Four spheres each of mass \( M \) and radius \( R \) are placed with their centres on the corners of a square of side \( L \). The moment of inertia of the system about any side of the square is

• A. \( \frac{4}{3} MR^2 + ML^2 \)
• B. \( \frac{3}{5} MR^2 + 2ML^2 \)
• C. \( \frac{8}{5} MR^2 + 2ML^2 \)
• D. \( \frac{6}{5} MR^2 + ML^2 \)

Hint:

To calculate the moment of inertia of objects arranged in a specific configuration, consider both the individual moments and use the parallel axis theorem for objects not centered on the axis of rotation.

Answer 1

The Correct Option is C

Step 1: Moment of inertia of a single sphere.
The moment of inertia of a single sphere about an axis passing through its center is given by: \[ I_{\text{sphere}} = \frac{2}{5} m R^2 \] where \( m \) is the mass and \( R \) is the radius of the sphere. Step 2: Moment of inertia of spheres at the corners.
Each sphere is placed at a corner of the square, and the axis of rotation is along one side of the square. For each sphere, we use the parallel axis theorem to calculate the moment of inertia about the axis passing through the side of the square: \[ I_{\text{total}} = I_{\text{sphere}} + md^2 \] where \( d \) is the distance from the center of the sphere to the axis.

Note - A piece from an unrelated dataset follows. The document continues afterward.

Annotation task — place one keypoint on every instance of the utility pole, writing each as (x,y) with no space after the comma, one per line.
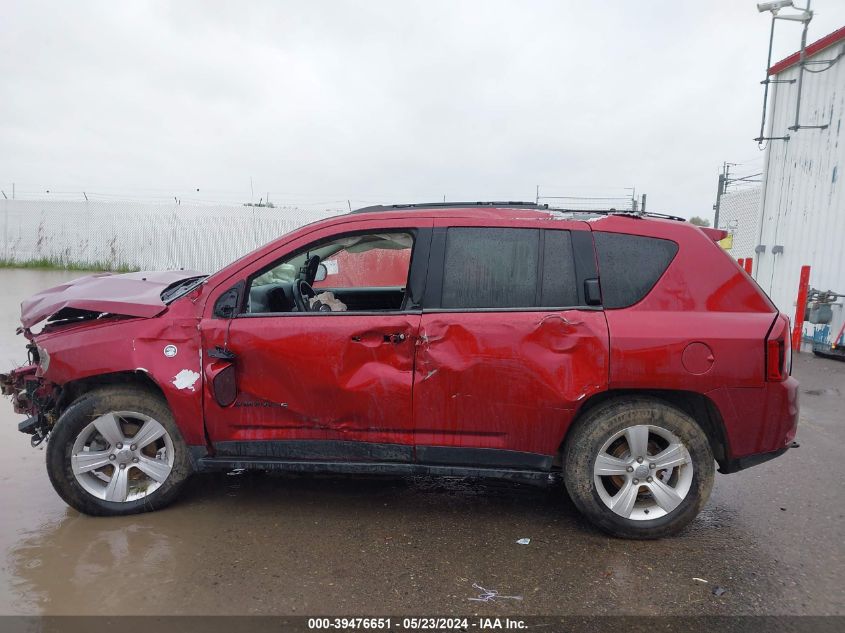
(719,191)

In this case, \( d = \frac{L}{\sqrt{2}} \). Step 3: Calculate the total moment of inertia.
There are four spheres, and we calculate the total moment of inertia by summing the contributions from each sphere: \[ I_{\text{total}} = 4 \left( \frac{2}{5} MR^2 + M \left( \frac{L}{\sqrt{2}} \right)^2 \right) \] Simplifying: \[ I_{\text{total}} = 4 \left( \frac{2}{5} MR^2 + \frac{ML^2}{2} \right) \] \[ I_{\text{total}} = \frac{8}{5} MR^2 + 2ML^2 \] Step 4: Conclusion.
Thus, the moment of inertia of the system about any side of the square is \( \frac{8}{5} MR^2 + 2ML^2 \), which corresponds to option (C).